Londres sous pression pour interdire l’exportation d’armes vers l’Etat hébreu
Plus de 800 juristes, dont quatre anciens membres de la Cour suprême, estiment que le gouvernement britannique pourrait être «complice de génocide» en poursuivant ces ventes à Israël
La pression mondiale s’accentue pour interdire les exportations d’armes vers Israël. Vendredi, le Conseil des droits de l’homme des Nations unies a adopté une résolution «appelant les Etats à cesser les ventes, transferts ou diversions d’armes, de munitions ou d’autres équipements militaires à Israël, la force occupante, afin d’éviter de nouvelles violations du droit humanitaire international». Vingthuit de ses 47 membres ont voté pour cette résolution, 13 se sont abstenus (dont la France), six s’y sont opposés (dont les EtatsUnis et l’Allemagne).

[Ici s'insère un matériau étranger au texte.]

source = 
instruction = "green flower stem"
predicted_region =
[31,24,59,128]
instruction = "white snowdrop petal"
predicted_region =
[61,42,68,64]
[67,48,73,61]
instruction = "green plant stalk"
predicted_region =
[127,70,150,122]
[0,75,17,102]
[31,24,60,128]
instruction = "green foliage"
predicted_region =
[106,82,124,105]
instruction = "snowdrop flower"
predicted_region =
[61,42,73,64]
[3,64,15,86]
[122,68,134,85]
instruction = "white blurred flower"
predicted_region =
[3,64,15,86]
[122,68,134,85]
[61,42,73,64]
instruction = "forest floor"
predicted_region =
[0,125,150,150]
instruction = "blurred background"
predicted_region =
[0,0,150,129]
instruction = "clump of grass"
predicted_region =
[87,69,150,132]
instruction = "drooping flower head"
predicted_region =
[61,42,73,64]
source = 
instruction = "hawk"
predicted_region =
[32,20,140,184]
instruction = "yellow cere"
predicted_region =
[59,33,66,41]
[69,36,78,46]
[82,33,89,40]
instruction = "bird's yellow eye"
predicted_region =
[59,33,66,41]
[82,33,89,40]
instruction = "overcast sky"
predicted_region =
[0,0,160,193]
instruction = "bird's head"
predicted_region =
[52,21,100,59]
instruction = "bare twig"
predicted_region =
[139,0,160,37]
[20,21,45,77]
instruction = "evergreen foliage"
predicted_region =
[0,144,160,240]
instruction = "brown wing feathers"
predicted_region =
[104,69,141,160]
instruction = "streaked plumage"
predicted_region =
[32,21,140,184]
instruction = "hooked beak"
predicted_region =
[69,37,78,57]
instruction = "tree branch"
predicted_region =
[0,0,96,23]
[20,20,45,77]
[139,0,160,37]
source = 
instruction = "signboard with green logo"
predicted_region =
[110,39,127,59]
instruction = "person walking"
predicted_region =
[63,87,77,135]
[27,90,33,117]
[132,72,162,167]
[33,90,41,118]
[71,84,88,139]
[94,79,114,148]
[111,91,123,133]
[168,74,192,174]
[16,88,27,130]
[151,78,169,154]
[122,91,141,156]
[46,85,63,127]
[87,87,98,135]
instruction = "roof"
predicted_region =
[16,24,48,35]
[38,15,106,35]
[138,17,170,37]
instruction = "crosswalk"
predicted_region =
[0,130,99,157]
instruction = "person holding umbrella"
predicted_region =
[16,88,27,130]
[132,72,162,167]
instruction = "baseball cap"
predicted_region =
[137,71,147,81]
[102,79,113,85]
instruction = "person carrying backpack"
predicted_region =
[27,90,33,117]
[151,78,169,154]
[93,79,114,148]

La décision est purement symbolique, le conseil n’ayant aucun moyen légal d’empêcher les ventes d’armes. Mais elle s’ajoute aux appels de plus en plus pressants dans ce sens depuis lundi, quand des frappes d’Israël ont tué sept employés de l’association humanitaire World Central Kitchen.
Parmi eux, trois Britanniques. Et si le Royaume-Uni qui n’est actuellement pas membre du Conseil des droits de l’homme des Nations unies (les pays en sont membres sur une base roulante de trois ans) n’a pas participé à ce vote, son gouvernement se trouve désormais dans une situation particulièrement délicate sur le sujet.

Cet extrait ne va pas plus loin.